ST. PETERSBURG — Less than a month after Tampa approved rules for protests outside the Republican National Convention, officials in St. Petersburg are drafting similar regulations for an Aug. 26 kickoff event expected to take place at Tropicana Field.
More than 15,000 journalists and 5,600 delegates plan to attend the event, which is essentially a cocktail party with live music. It's expected to draw a fair amount of protesters, said Mark Winn, St. Petersburg's chief assistant city attorney.
"There will be thousands coming to protest, and some will be disruptive," Winn said. "The ordinance will be somewhat modeled after Tampa's. One of the reasons we waited this long was to see what Tampa would adopt."
In May, the Tampa City Council approved a designated protest area — called the "Event Zone" — that is open to everyone, no permit necessary, 24 hours a day, and where most weapons are banned. Inside the zone, groups of 50 or more still must apply for an all-day permit for parks. Originally, that had been limited to an hour. The time limit for marches was limited initially to an hour but later expanded to 90 minutes.
Several items are banned inside the zone, including Mace, metal knuckles, aerosol cans and certain types of plastic and wood. Tampa tried to prohibit concealed weapons, but Gov. Rick Scott refused to issue an executive order banning the weapons.
"We'd like to address concealed weapons, but the state has preempted us on this issue," Winn said. "I don't anticipate we'll have any more success then they had."
Winn and other St. Petersburg officials said there wasn't much to disclose about the proposed zone. They haven't made any additional changes to Tampa's ordinance yet because they just started reviewing it last week. He said he intends to have an ordinance ready for a St. Petersburg City Council vote by mid July.

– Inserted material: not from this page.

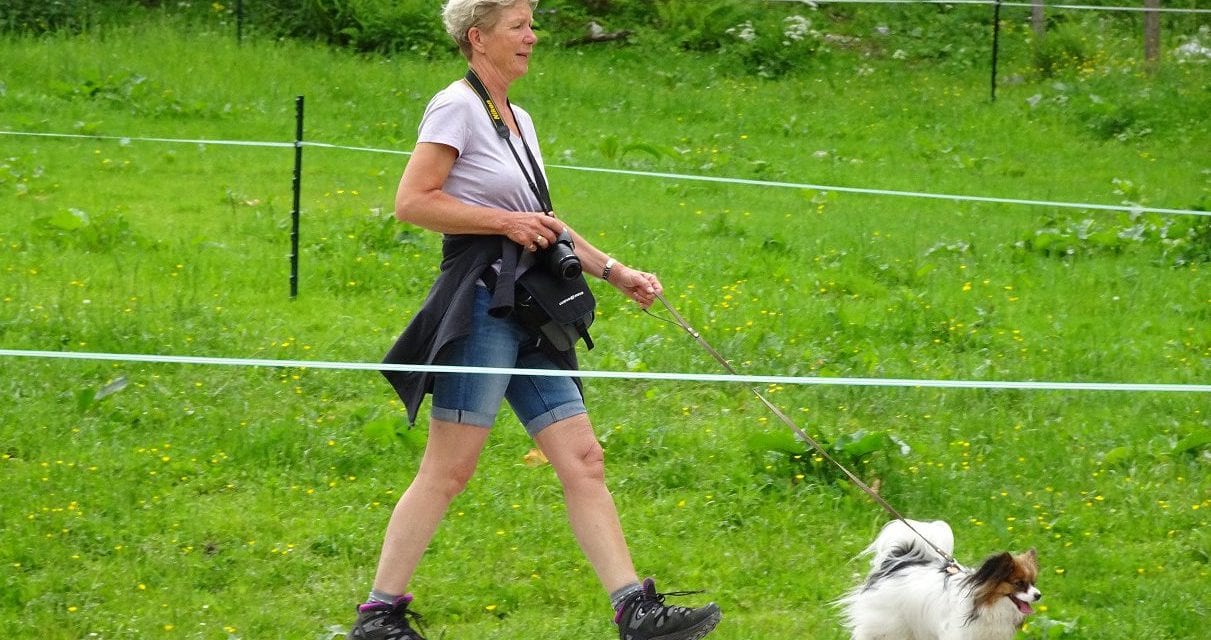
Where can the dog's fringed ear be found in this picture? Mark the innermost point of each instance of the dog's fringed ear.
(994, 569)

In the meantime, Winn has been meeting with St. Petersburg and Tampa police officials, in addition to representatives from the U.S. Secret Service.
Civil liberty and free speech groups said Tuesday that they would try to meet with St. Petersburg officials to convince them not to mimic Tampa's ordinance.

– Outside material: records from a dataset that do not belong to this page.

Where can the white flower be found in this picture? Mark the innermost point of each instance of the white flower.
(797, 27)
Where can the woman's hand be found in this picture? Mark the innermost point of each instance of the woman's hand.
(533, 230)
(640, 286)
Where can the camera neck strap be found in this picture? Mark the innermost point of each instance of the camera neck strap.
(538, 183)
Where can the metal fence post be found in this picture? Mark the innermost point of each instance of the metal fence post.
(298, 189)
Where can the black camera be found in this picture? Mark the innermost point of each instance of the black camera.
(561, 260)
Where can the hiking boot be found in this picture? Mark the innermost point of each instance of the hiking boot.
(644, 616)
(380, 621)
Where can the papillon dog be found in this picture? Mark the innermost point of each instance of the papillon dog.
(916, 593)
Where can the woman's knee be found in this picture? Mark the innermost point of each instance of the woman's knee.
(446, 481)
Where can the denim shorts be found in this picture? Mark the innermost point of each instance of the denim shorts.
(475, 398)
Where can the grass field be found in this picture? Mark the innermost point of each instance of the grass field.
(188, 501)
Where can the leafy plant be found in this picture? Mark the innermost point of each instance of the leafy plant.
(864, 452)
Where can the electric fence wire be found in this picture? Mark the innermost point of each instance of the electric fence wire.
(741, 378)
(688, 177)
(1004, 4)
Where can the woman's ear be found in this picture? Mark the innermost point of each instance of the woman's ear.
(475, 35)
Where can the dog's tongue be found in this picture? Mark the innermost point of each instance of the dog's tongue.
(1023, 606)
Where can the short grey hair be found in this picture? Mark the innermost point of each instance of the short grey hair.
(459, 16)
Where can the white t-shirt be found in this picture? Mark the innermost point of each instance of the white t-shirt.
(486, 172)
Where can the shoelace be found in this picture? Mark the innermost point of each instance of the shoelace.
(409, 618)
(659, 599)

"For St. Petersburg to adopt in total or in part what Tampa has done is not the best fit for a one-time event that will be in a different kind of venue," said Joyce Hamilton Henry, director of the mid-Florida regional office for the American Civil Liberties Union. "We're more than willing to talk with the city and try to figure out what would make the most sense for St. Pete."
Amos Miers, who founded Free Speech Project last year to provide greater awareness of First Amendment issues, said the Event Zone violated constitutional rights. Requiring a permit for large groups to peacefully assemble violates basic rights, Miers said, and too easily encourages the use of force against protesters.

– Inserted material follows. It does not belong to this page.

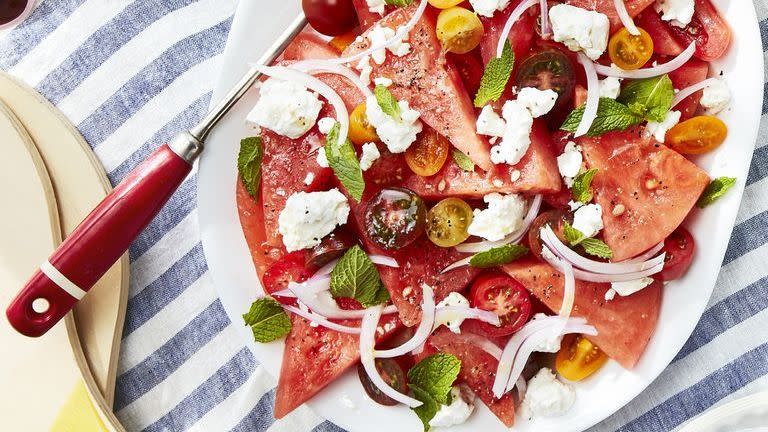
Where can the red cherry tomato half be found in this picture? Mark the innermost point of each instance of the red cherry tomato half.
(504, 296)
(330, 17)
(679, 247)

As to where the protest zone will be, that depends on the venue that will be hosting the Aug. 26 event. So far, it's scheduled at Tropicana Field. But no contract has been signed between the tenants, the Tampa Bay Rays, and the RNC.
"We haven't confirmed there will be an event in St. Petersburg," said Mayor Bill Foster. "When that occurs, we're ready to go."
He said when the contract is signed, the city will follow the lead of the Secret Service.
"They're the ones responsible for securing the event," Foster said. "But we'll do it right."